The isolation of candidatus C. infans allowed us to perform an antimicrobial susceptibility test and to determine MICs for this strain. The clinical breakpoints (CBP) for these rare species are unknown and therefore we used the CBP of C. jejuni. The clinician was able to start an informed treatment instead of empiric treatment of Campylobacter species. However, this did not answer the question about causality, as after treatment with tetracycline the patient had ongoing gastrointestinal complaints and was qPCR positive for Campylobacter species. Still, candidatus C. infans was not detected in the stool sample after treatment with tetracycline.
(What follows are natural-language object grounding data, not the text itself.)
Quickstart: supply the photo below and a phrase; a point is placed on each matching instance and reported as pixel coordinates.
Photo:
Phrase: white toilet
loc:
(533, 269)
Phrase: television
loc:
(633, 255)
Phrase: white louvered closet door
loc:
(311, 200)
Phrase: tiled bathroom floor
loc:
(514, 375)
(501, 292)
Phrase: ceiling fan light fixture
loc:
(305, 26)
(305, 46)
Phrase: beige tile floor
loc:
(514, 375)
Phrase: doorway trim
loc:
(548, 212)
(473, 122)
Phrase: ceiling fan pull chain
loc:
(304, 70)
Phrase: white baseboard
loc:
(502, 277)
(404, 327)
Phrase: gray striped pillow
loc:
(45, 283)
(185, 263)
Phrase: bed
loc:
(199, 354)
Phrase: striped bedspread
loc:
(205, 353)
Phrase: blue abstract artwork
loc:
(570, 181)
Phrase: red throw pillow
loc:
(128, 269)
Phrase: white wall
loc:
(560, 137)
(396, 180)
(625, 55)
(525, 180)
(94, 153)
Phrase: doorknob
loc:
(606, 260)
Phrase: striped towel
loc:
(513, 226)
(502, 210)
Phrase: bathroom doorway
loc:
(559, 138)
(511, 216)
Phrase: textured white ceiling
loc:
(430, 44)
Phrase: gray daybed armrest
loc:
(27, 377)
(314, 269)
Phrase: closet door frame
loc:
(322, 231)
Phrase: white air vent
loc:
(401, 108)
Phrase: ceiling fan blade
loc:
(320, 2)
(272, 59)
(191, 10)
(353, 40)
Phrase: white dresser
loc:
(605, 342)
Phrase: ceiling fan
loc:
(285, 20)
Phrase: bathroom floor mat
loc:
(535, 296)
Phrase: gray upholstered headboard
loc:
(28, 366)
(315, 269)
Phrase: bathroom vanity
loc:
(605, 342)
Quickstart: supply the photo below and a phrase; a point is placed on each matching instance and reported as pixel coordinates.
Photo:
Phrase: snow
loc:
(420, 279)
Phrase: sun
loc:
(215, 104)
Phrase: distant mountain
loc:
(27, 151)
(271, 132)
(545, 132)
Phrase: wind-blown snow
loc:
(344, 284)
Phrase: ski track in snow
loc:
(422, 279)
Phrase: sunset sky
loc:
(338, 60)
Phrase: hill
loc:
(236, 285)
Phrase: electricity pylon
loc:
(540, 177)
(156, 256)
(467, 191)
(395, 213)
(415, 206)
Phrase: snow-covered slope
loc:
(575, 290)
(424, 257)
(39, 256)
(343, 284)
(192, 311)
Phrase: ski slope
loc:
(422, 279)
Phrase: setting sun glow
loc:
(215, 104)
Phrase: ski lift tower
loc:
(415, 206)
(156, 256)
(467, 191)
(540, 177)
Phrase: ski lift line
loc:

In conclusion, this study shows the challenges in detection and interpretation of diagnostic results regarding Campylobacter. The uncertainty about the relevance of the findings for the clinical condition of the patient remained throughout the case study. The diversity in detected species in this immunocompromised patient with a lack of repeatedly consistent findings resulted in the conclusion that not any of the Campylobacter species was the primary cause of the clinical condition. With the lack of proper case-control studies for rare Campylobacter species, definite conclusions for the role of these species cannot be made. Given the sporadic detection and the specific condition of the immunocompromised host, no evidence-based guidelines are to be expected for the treatment of non-coli/non-jejuni Campylobacter species. As a specific outcome of this study, candidatus Campylobacter infans has been isolated for the first time and is currently included in studies in low- and middle-income countries to confirm metagenomics data by culture.